In 1978 he built a factory that produced the first locally manufactured knapsack sprayers in Kenya. The Dutch designed Hobra Sprayers were enthusiastically welcomed by small-scale farmers as spare parts and repairs were now always locally available.

Hans was one of the leading entrepreneurial pioneers in Kenyan horticulture and Oserian soon became the model for flower export to the Dutch and EU markets. Hans started up the TFA (Tele Flower Auction) in the Netherlands, the first electronic flower auction in the world, designed to promote and support the Kenyan flower exporters. He also saw the opportunity to trade flowers directly to the UK supermarkets and established World Flowers in 1989, allowing Kenyan farmers to trade directly with the European High Street superstores.

As Oserian expanded and thrived, he encouraged the development of a social complex, which included housing for 6000 employees and their families.

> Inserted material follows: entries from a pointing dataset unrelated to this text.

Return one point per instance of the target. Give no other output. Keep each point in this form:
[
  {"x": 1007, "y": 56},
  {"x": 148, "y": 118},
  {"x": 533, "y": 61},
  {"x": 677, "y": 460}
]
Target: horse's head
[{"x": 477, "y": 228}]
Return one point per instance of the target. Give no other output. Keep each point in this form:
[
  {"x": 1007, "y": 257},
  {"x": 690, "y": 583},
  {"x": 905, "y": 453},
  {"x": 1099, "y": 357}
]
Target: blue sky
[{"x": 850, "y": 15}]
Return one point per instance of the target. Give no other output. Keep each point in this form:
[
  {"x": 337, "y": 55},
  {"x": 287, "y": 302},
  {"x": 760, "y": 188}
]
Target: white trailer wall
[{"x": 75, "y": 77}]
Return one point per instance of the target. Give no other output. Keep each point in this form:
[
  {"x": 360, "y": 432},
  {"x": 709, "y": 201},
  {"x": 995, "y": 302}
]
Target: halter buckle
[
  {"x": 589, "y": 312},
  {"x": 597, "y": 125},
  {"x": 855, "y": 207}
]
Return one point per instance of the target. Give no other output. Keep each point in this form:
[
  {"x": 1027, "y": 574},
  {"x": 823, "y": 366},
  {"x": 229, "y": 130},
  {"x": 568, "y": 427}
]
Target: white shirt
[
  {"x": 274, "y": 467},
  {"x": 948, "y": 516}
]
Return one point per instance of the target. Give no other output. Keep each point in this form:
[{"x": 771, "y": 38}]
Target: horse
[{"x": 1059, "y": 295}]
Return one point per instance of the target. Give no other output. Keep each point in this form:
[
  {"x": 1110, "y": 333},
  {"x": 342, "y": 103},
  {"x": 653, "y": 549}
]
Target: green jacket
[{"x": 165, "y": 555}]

Today Oserian is one of the most socially conscious businesses in the Country with crèches, primary and secondary schools and health care for thousands of children and adults.

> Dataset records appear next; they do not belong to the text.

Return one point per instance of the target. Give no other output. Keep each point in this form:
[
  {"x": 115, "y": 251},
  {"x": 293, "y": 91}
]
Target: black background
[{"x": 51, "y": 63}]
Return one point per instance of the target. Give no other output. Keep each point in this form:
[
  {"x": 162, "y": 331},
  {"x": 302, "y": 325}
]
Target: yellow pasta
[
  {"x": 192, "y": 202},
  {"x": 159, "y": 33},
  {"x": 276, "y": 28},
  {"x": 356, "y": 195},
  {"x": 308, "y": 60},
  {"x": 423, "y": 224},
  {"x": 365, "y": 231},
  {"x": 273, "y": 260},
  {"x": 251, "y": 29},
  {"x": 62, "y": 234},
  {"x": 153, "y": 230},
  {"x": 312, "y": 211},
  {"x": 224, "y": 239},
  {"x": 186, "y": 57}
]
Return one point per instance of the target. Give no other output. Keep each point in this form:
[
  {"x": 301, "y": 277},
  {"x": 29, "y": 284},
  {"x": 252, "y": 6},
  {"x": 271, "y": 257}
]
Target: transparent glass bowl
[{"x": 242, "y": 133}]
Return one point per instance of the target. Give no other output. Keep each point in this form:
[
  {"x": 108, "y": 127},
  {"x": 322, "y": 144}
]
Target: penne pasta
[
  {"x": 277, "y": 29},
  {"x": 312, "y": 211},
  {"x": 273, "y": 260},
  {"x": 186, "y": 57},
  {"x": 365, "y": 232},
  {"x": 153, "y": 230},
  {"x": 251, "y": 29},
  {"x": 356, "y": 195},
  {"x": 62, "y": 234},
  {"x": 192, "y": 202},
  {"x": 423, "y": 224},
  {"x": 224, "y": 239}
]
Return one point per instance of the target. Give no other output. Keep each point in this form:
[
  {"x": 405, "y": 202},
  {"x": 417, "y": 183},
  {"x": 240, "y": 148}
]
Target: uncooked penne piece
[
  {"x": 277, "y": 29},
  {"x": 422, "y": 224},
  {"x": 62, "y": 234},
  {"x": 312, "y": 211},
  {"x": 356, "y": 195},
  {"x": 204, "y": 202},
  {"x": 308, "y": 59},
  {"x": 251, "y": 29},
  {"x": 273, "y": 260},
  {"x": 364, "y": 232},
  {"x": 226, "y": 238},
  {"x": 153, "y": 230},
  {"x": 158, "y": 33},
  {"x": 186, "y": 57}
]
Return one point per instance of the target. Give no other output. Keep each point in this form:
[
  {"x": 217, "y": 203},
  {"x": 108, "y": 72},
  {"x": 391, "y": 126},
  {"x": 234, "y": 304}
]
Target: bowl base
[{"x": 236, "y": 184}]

Hans was committed not only to business but had long sought for a sustainable harmony between agriculture and the environment. In 1995 he created a 18,000 acre sanctuary to protect the local wildlife and ecosystem. Today, Oserian Farm and its green houses are surrounded by wildlife, which Hans saw as a fitting tribute to the beauty of Kenya.

His zeal and dedication to the Kenya horticulture industry would not go unnoticed. In 1998, the former President of Kenya, the Honourable Daniel Arap Moi, presented Hans Zwager Kenya’s Medal of Honour, the ‘Moran of the Burning Spear’in recognition for his role in directly developing what had by then become a corner stone of the Kenyan economy.

Hans was also presented with The Order of Orange-Nassau by His Royal Highness King William Alexander of the Netherlands for his services to society. The medal, a Military and Civil Order of Chivalry, was founded in 1892 by the Queen Regent Emma of Netherlands. Then Ambassador for the Netherlands, Mr Joost Reintjes presented the medal at a prestigious ceremony hosted at the Royal Netherlands Residency in Nairobi.